The study is published in the March 15 issue of Annals of Internal Medicine.
"In my opinion this study proves conclusively that the weight loss in the Atkins diet is due to reduced calorie intake, period," Boden says.
Can Carbohydrates Stimulate Appetite?
Boden says he was amazed to find that the participants did not compensate for eating fewer carbs by eating more of other foods. He added that they seemed happy with the low-carb diet and did not complain of hunger.
"They ate 1,000 fewer calories a day and did not miss them," he says. "That told me that it was the carbs that fueled their excessive appetites in the first place. In my opinion, carbohydrates do stimulate appetite."
But weight loss researcher George Bray, MD, tells WebMD that he believes the monotony of low-carb diet explains why people eat less. It is also why most people don't stay on any restrictive weight loss plan for very long.
"The strategy for every weight loss diet that I know if is to restrict choice," he says. "Monotony is essential to why people eat less."
He says there is no convincing evidence that low-carb diets are easier to stay on or help people lose more weight than other approaches to weight loss. He cites a recent year-long study comparing the Atkins low-carb diet to three other popular diets.

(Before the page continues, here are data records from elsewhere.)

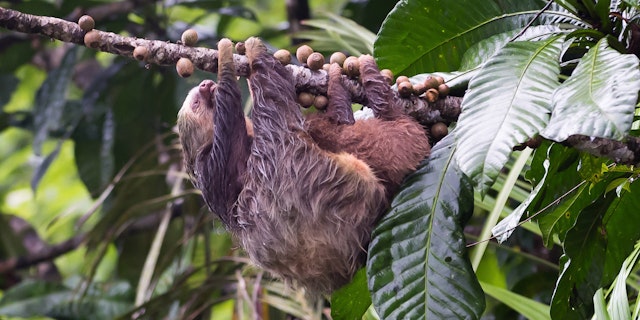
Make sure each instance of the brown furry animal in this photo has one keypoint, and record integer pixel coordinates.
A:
(300, 195)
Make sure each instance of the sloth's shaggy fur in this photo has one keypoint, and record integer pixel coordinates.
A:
(300, 195)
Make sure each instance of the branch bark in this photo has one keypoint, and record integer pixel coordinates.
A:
(165, 53)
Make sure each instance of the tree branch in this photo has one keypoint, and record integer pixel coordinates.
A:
(164, 53)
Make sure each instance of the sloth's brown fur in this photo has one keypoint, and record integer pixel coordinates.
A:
(300, 195)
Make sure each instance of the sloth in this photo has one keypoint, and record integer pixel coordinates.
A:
(300, 194)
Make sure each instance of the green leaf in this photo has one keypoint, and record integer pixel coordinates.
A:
(618, 301)
(600, 306)
(562, 202)
(352, 300)
(426, 36)
(39, 298)
(418, 266)
(507, 103)
(599, 98)
(480, 52)
(51, 99)
(595, 249)
(528, 308)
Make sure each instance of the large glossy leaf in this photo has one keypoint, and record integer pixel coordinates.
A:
(39, 298)
(527, 307)
(562, 202)
(418, 266)
(599, 98)
(485, 49)
(595, 249)
(426, 36)
(507, 103)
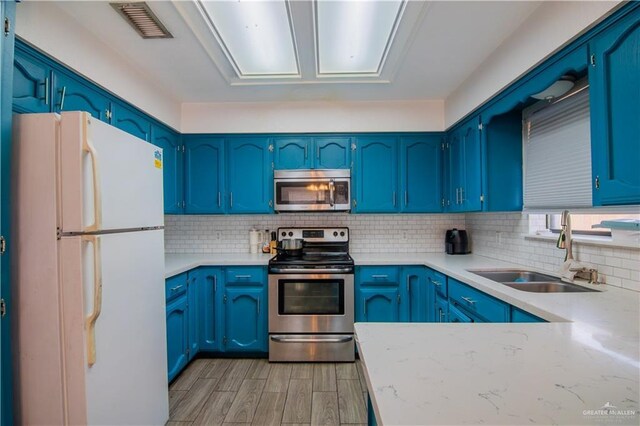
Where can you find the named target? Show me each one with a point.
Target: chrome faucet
(564, 240)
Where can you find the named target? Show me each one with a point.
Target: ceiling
(438, 46)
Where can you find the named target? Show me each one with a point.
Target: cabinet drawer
(478, 303)
(245, 275)
(439, 281)
(175, 286)
(378, 275)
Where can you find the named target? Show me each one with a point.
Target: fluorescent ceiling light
(257, 36)
(354, 36)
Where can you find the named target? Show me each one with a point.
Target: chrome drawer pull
(469, 300)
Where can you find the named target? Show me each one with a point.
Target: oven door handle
(282, 339)
(311, 271)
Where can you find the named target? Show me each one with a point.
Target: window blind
(557, 155)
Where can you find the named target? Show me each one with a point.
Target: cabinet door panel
(204, 175)
(378, 304)
(420, 165)
(249, 176)
(292, 153)
(177, 336)
(209, 281)
(244, 328)
(71, 94)
(332, 153)
(31, 84)
(376, 175)
(615, 108)
(172, 164)
(131, 121)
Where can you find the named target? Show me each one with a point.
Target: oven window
(311, 297)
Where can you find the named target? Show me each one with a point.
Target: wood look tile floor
(254, 392)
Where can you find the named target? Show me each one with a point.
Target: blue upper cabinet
(131, 121)
(420, 174)
(31, 83)
(376, 175)
(249, 175)
(172, 164)
(332, 152)
(614, 76)
(292, 153)
(70, 93)
(204, 174)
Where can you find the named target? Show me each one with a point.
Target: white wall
(549, 27)
(53, 31)
(289, 117)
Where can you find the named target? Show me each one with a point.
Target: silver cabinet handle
(311, 340)
(63, 92)
(469, 300)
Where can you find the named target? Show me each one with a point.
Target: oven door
(312, 194)
(311, 303)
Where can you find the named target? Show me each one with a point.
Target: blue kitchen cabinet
(292, 153)
(614, 78)
(204, 174)
(249, 175)
(194, 309)
(420, 174)
(71, 93)
(244, 305)
(177, 336)
(518, 315)
(376, 175)
(379, 296)
(131, 121)
(420, 300)
(172, 165)
(209, 301)
(31, 83)
(332, 152)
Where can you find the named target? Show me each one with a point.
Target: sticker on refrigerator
(157, 159)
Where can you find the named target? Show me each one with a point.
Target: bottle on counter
(266, 245)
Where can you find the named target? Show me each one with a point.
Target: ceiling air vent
(142, 19)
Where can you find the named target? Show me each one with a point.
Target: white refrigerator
(89, 326)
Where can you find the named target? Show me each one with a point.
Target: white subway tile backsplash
(369, 233)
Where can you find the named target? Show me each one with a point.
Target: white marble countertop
(175, 264)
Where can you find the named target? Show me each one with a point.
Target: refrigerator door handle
(97, 298)
(87, 146)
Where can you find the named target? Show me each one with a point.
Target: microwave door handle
(332, 189)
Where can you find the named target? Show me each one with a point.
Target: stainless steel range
(311, 297)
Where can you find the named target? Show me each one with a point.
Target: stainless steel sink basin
(533, 282)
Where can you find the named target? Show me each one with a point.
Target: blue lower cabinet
(419, 295)
(477, 304)
(177, 336)
(518, 315)
(195, 314)
(245, 327)
(209, 300)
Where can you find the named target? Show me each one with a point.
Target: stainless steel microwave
(312, 190)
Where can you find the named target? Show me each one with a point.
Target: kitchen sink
(533, 282)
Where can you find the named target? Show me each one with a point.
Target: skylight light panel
(256, 35)
(354, 36)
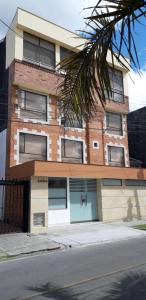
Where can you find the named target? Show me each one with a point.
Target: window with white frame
(57, 190)
(71, 151)
(32, 147)
(114, 123)
(32, 105)
(38, 50)
(117, 89)
(65, 53)
(116, 156)
(71, 121)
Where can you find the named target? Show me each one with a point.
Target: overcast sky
(70, 14)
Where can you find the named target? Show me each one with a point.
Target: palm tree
(109, 28)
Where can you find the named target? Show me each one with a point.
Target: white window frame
(35, 121)
(32, 132)
(116, 145)
(72, 139)
(112, 134)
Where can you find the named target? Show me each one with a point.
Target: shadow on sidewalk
(131, 286)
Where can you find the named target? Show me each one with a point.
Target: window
(135, 182)
(32, 147)
(33, 106)
(112, 182)
(116, 156)
(65, 53)
(57, 193)
(114, 123)
(72, 122)
(71, 151)
(38, 50)
(116, 80)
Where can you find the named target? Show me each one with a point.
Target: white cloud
(137, 90)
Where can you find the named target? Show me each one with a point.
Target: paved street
(79, 273)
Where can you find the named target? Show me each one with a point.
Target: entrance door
(83, 200)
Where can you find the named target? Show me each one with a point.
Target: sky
(70, 14)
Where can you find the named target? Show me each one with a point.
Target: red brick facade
(27, 76)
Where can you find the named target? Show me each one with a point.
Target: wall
(60, 216)
(123, 203)
(3, 135)
(39, 203)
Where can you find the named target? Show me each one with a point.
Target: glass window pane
(57, 203)
(47, 57)
(39, 50)
(72, 150)
(35, 144)
(31, 51)
(31, 38)
(135, 182)
(57, 191)
(116, 156)
(116, 80)
(33, 106)
(35, 147)
(22, 143)
(65, 53)
(114, 123)
(47, 45)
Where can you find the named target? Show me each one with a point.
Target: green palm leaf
(86, 79)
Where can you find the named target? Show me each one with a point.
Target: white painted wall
(60, 216)
(3, 136)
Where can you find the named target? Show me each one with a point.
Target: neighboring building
(78, 173)
(137, 137)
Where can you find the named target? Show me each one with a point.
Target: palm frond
(86, 79)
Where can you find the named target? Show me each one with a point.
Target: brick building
(77, 172)
(137, 137)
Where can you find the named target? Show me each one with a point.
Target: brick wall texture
(33, 78)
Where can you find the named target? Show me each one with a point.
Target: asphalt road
(79, 273)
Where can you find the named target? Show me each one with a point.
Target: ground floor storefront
(61, 200)
(64, 193)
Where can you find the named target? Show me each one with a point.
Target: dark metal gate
(14, 206)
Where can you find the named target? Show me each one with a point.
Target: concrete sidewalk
(85, 234)
(22, 243)
(72, 235)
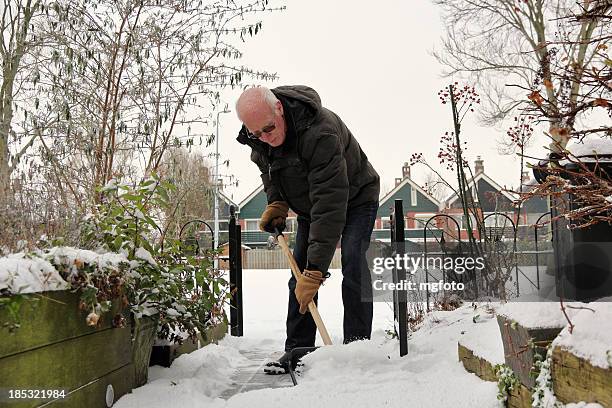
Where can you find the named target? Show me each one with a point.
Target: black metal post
(235, 265)
(399, 275)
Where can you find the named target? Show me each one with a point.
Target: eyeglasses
(256, 135)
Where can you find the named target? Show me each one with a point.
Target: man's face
(268, 125)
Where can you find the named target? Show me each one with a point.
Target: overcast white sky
(371, 63)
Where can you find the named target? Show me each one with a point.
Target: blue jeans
(356, 281)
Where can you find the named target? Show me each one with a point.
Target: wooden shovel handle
(311, 306)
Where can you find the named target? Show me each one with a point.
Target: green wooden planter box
(54, 349)
(145, 331)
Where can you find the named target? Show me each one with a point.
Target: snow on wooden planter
(526, 330)
(520, 397)
(480, 349)
(165, 352)
(55, 349)
(581, 366)
(145, 331)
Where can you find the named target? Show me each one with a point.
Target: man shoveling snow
(311, 163)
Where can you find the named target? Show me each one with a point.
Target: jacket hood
(304, 94)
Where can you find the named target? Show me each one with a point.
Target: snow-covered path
(361, 374)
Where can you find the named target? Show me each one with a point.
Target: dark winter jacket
(319, 170)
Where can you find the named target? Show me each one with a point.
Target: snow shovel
(299, 352)
(296, 273)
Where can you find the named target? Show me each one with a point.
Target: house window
(252, 225)
(385, 222)
(474, 190)
(291, 224)
(497, 220)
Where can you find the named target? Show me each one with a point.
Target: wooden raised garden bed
(54, 349)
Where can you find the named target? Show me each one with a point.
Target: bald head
(255, 101)
(262, 114)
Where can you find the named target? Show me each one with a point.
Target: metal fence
(275, 259)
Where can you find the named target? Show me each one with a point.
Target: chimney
(406, 171)
(525, 178)
(478, 165)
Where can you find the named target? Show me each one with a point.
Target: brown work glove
(308, 284)
(274, 216)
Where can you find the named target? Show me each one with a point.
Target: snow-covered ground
(361, 374)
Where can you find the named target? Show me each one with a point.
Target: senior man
(311, 163)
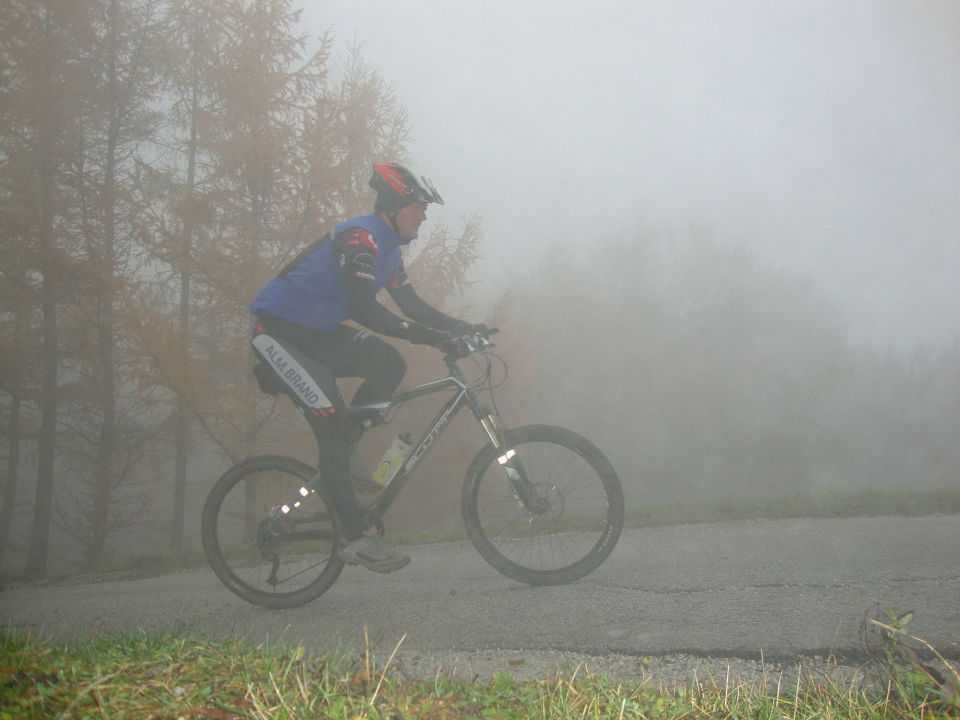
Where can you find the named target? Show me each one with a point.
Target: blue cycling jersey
(311, 292)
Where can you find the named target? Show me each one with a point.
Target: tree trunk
(13, 469)
(182, 436)
(106, 447)
(43, 503)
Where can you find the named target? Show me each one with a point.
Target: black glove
(465, 328)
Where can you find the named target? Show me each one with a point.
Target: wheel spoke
(275, 563)
(578, 516)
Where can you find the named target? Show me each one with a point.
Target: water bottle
(392, 459)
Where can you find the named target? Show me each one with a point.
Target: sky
(824, 136)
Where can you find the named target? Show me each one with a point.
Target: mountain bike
(541, 504)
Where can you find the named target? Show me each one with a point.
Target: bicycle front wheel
(578, 513)
(276, 563)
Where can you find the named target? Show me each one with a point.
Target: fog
(822, 137)
(726, 235)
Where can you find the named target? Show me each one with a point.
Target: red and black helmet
(399, 185)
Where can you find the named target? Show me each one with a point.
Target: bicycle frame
(464, 397)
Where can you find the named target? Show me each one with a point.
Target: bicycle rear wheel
(580, 513)
(274, 563)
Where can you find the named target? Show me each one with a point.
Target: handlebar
(462, 346)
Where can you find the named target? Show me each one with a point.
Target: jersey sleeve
(355, 250)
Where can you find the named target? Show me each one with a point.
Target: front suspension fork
(512, 465)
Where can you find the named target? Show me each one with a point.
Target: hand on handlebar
(461, 344)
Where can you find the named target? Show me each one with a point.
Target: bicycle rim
(567, 539)
(273, 563)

The people in the study lost about the same amount of weight in a year -- a modest 4 to 7 pounds -- whether they were on Atkins, Ornish, Weight Watchers, or the Zone. And compliance was a problem with all of the diets. Only about half of those on Atkins or Ornish stayed on the diets for a year, and about 65% of those on the Zone or Weight Watchers diets stuck with the plans.
"Some people on each of these diets did very well and others didn't," Bray says. "I think the message is that one approach to weight loss is not the answer for everyone."
In an editorial accompanying the study by Boden and colleagues, Bray suggests that dieters might lose more weight by switching weight loss strategies from time to time.
"Switching between different diets with different approaches to food restriction may be the best approach to the long-term management of obesity," he writes.